My life is spent, and I am shent

As the darkness cometh down.
Like a grisly death, the winter's breath

Doth whine through London Town.
My body is wet with an icy sweat

As I hark to the passing bell,
And the demons wait to swing the gate

On the glittering hinges of hell.

II

For like gold to a Jew were the boot and screw

To me, and the trial by water
And the moaning plea were music to me

As they wedded the Scavenger's Daughter.
They gasped with fright as I came at night,

Like the vengeance of Holy Writ,
To lead them away from the kindly day

To the Little Ease and the Pit.

III

A sweet refrain was the shriek of pain

When I crushed a strong man's hips,
And Lover's Belt raised a quivering welt,

And bubbles of blood to his lips.
On the hellish day of an auto da fé

I watched the hot flames curl,
And I was proud as they screamed aloud,

The noble and simple and churl.

IV

With crippled gait and gaze of hate

My victims pass in a row,
And the mangled line is red as wine,

A bloody jelly of woe,
And Satan grim knows I think of him

As clear to my glazing eye,
With bleeding limb and eyeballs dim,

The horrid procession goes by.

V

In dread and dole through hell's red hole

I sink by the causeway drear, And my horror grows of the frightful woes

In that terrible kingdom of fear. "Vengeance is mine; I will repay,"

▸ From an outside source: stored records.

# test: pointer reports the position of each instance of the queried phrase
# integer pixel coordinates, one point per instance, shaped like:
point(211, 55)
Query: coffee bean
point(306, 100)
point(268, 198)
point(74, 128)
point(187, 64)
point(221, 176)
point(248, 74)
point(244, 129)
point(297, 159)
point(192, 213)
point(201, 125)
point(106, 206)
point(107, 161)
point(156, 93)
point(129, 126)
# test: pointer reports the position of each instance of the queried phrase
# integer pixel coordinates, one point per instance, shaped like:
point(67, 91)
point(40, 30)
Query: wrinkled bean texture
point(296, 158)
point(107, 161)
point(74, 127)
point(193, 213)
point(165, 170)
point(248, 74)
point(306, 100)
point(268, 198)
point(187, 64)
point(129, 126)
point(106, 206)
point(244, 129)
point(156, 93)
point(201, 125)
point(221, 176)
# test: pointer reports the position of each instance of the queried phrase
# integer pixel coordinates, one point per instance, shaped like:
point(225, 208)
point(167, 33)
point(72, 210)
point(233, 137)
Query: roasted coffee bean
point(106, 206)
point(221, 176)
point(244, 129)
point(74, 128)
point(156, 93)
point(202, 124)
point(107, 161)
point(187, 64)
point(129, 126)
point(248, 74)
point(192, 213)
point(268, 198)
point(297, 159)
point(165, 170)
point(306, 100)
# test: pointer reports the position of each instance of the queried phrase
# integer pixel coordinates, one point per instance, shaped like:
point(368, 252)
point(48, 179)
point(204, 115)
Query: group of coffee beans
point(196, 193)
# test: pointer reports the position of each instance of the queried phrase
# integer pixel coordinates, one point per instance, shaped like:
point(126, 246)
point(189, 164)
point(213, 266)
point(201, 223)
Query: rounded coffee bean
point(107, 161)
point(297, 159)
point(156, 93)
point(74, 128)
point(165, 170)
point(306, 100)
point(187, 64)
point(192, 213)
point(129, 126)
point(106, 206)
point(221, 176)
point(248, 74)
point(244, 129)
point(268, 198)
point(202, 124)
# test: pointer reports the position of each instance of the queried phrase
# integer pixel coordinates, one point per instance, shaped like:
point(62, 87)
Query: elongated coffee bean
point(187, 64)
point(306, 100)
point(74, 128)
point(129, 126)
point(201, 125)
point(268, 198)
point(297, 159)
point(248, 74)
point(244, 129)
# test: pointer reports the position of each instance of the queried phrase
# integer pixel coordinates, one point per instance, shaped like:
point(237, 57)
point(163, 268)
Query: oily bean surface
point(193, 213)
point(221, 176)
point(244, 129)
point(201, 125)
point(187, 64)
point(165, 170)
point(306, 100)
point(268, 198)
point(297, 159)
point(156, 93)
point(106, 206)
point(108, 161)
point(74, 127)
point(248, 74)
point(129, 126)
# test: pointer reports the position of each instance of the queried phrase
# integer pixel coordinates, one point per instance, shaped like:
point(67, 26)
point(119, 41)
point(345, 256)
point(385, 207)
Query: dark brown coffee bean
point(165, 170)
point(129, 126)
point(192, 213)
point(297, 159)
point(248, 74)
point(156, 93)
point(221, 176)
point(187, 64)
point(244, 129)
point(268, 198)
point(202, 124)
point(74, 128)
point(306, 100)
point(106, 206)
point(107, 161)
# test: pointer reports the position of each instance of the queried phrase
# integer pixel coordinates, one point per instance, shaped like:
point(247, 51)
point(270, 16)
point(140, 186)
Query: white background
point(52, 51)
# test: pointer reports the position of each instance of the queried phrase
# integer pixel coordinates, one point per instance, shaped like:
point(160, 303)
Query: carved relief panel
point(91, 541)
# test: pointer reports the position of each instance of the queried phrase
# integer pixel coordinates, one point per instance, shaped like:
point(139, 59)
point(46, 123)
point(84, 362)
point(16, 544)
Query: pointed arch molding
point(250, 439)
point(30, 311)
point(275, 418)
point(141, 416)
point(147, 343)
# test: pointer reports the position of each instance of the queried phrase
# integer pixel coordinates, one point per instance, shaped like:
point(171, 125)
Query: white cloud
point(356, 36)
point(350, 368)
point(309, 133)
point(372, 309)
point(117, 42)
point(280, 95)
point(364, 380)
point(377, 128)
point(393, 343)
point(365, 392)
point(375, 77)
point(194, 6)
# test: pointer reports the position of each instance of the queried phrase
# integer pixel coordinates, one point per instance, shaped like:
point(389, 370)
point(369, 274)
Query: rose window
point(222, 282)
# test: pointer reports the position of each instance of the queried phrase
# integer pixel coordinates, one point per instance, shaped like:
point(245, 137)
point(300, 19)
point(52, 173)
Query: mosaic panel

Saith God with a heavy scowl, And a weighty fee for the soul o' me

I must pay for my knighthood foul.

VI

I may not call on God at all

Or pray by Christ His name, And a million years of prayers and tears

Will leave my guilt the same. Unshriven by priest, I die like a beast,

And with hook and flame and lever In tortures fell I must writhe in hell

For ever and ever and ever.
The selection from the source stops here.